The bottom line is that I enjoyed much of the first 2 episodes, but struggled through much of 3 and 4 when the story started to drag for me. Episode 5 wrapped it all up nicely and became the best of the lot. I found myself caring about the characters, which is a good thing for me and a stark contast to recent games like Alan Wake. Luckily the Walking Dead video game series has proven nearly as popular as the television series, so writers are busy working on a sequel.

As a pure story with meaningful characters, the Walking Dead is pretty good. As an adventure game however, it's "meh". Gaming has come a long way since thoughtful classics like The Longest Journey and Dreamfall-- not in a story telling sense, but in the level of interactivity we expect in a game world. The classic adventure game limitations may still work in some settings with some stories, but in a zombie apocalypse universe it just screams to be a shooter/RPG hybrid. Therefore, making the protagonist walk (never run) around at odd camera angles while you mouse-scanned the comic book-like environment became claustrophobic very quickly. I'm not going to pull any punches, it was downright clunky at times and I often wondered why certain interactions were even needed. But the story and characters kept me going nonetheless, and that's half the battle.

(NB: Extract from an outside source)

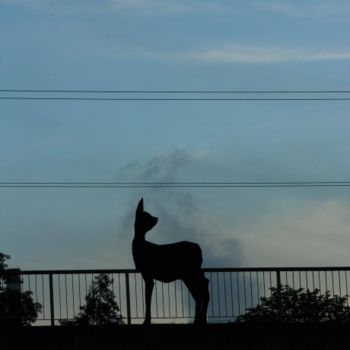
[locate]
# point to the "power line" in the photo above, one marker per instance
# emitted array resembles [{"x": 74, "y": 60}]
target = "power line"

While I had issues following install which made the game completely unable to start, within a few days a Steam patch fixed it. No further technical issues were noted. One oddity was that I never figured out how to skip out of the credits or next episode preview-- or skip over long cutscenes after a restart following a clunk-caused death. I'm sure there was a way... Right?

Despite its imperfections, The Walking Dead is more than worth the Steam package deal, but despite my enjoyment, it's not enough to get me to pay full price per episode when season 2 starts rolling out. And in the meantime, maybe we can convince a studio like Obsidian to consider that Walking Dead hybrid shooter/RPG I mentioned?